01 April 2007

biofuels: what's not to love?

Everyone seems to be dissing corn-based biofuels these days. Fidel Castro, Business Week, and the US Deputy Energy Secretary Clay Sell. An odd cast of characters, eh?

What’s not to love about biofuels? That will take more than just a single blog post to unravel. For those who’ve been asleep during the recent media explosion of comment, hype, hyperbole, and hysteria, we might start by answering the question: what exactly is a biofuel?

Biofuels currently come in two basic types: bioethanol and biodiesel. Made using different types of plants as feedstocks, with different chemical reactions, these both serve to power things – burn them and they make heat that can be converted to useful energy. Biodiesel gets made out of oils – soy, canola, used McDonald’s fry oil, etc. Bioethanol gets made these days primarily from converting corn sugars to ethanol, or in Brazil (and Guatemala – see my 13 March blog entry), from sugar cane. In the future we might also get ethanol through conversion of the much tougher cellulose that makes up plants – called cellulosic ethanol – from Bush’s beloved switchgrass, wood chips, crop waste...

The bĂȘte noire of biofuels these days is bioethanol made from corn (or maize to most of the world). Last week Fidel Castro emerged from his sick bed with a long commentary on the folly of corn-based biofuels. http://www.counterpunch.org/castro03302007.html

But it doesn’t take an aging Cuban revolutionary to come to the conclusion that we should not feed corn to cars.

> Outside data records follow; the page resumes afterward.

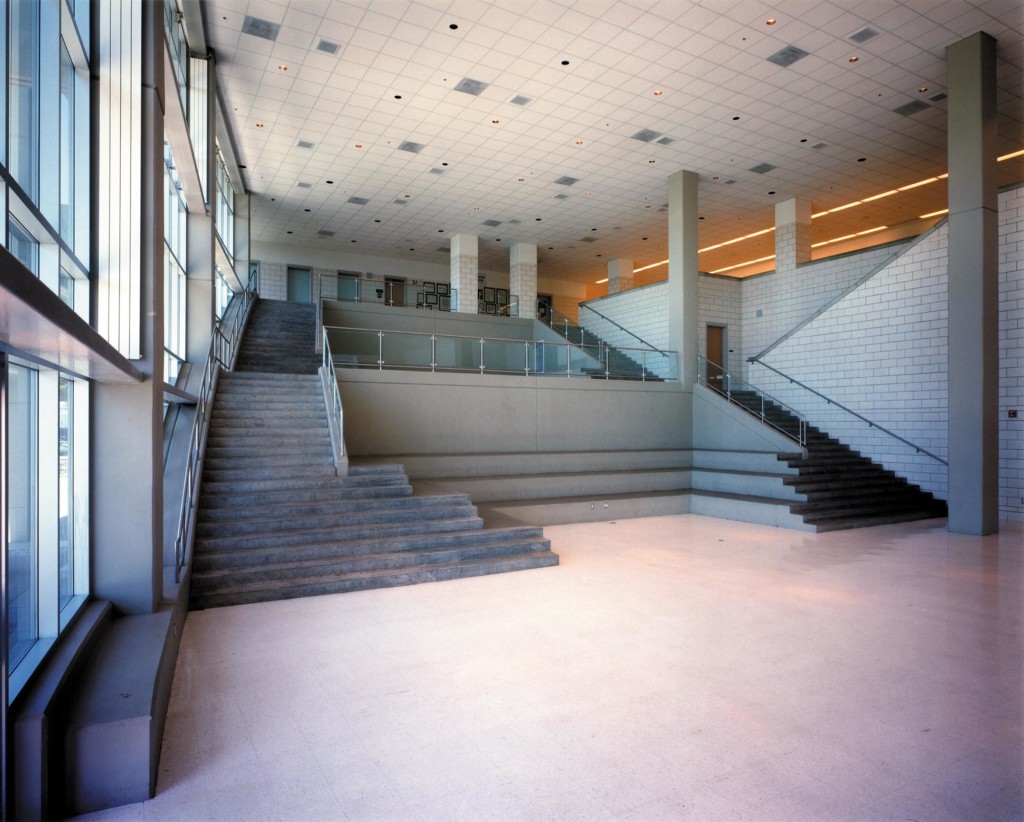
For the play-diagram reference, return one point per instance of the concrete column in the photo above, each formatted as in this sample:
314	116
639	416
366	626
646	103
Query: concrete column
683	336
620	275
465	264
793	233
974	318
522	278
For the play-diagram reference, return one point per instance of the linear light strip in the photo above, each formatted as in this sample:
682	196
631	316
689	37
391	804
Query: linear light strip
907	187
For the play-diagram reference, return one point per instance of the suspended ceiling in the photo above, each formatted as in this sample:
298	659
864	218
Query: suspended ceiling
382	127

Even the US Deputy Energy Secretary figured it out: if you turn corn into fuel, neither cows nor people will be able to eat it. “Corn is not the future of US ethanol: DOE.”

Look, there are a lot of cars on the planet. We could turn all our corn into ethanol to feed the cars and still not have enough fuel to power all of them. And then we’d have no corn at all to feed cows and people. And then the price of corn would go way up (it has already doubled in price over the past year with the current demand for corn-based ethanol, and at over $4 a bushel is higher than it has been in decades). The cost of raising chickens and pigs and cows is already rising precipitously, and before you know it, the powerful livestock lobby will be stampeding on Washington, not to mention low and middle-income consumers.

It's a no-brainer, or as Paul Hitch, president-elect of the National Cattlemen’s Beef Association says: "This ethanol binge is insane."